Bryce Harrington wrote:
On Wed, Aug 10, 2005 at 12:17:29PM +0200, Hendrik-Jan Heins wrote:
I think you do have a very good point about the naming convention. However, I am not sure whether I can just use "mdk" as Mandriva does on the packages, as that could create some confusion about where they came from. As fas as I could find out, Mandriva itself (and people who are in some ways affiliated) use this extension. I am open to suggestions, so if you have a suggestion for a naming extention that is clear and describes where the package is for, please tell me.
We've never been told by Mandrake that our naming convention was problematic, so I think including 'mdk' in it should not pose a problem. I've done this myself in the past without issue, so would suggest it here as well.
Right. I'll change that now. I just rebuilt the packages to be named .mdk I think I'll get them in place of the older ones today.
I suppose that the static builds could be used in any distro that can handle .rpm files. However Mandriva uses a menu (like Debian's menu), and as far as I know, the static packages don't contain a menu entry that the .hjh packages do have.

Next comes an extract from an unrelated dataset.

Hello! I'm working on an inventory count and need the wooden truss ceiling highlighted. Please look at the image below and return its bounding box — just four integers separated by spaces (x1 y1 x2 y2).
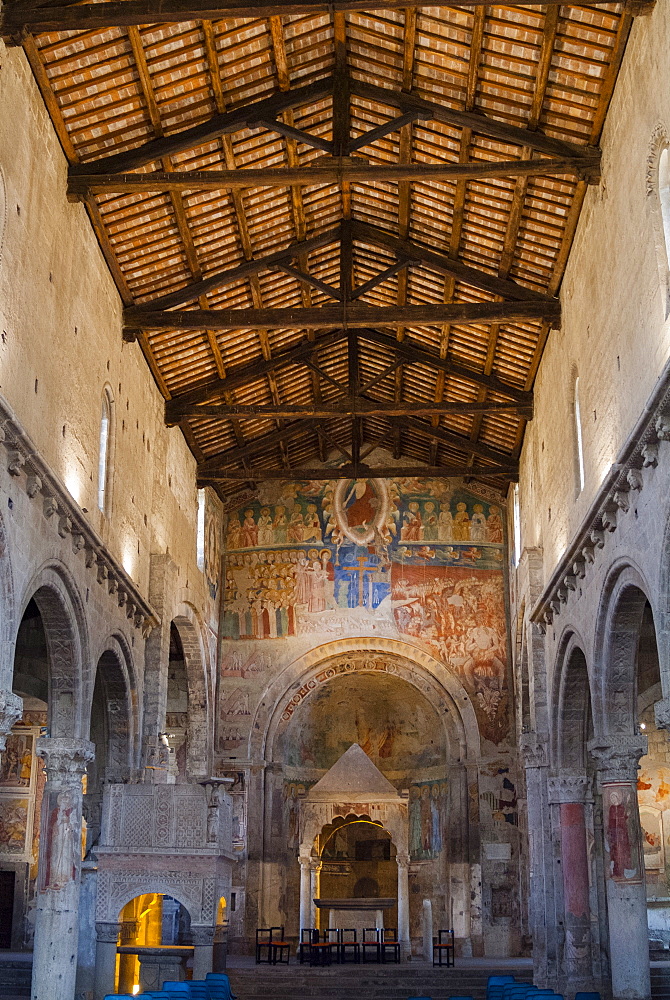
2 0 641 495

Yes, I also ran into this specific issue when creating mandrake RPMs of Inkscape.
And just as you already pointed out, dependencies on other packages can be a real problem. Part of the problem is in naming rpm packages in the package that are neded for it to run (different naming conventions in the different distros). But also the different versions of glibc, gcc etc.. that are used can pose a problem. However... it doesn't have to be. I read a post somewhere about NVu x86_64, for which I also made an RPM package. In that post there was someone using Debian and Alien to convert the package to a .deb package. According to that post, it did work for him. Of course, this is no more than anecdotical. If you really want to know if an RPM package can be used on all distros, you should test every new version, on every distro and version.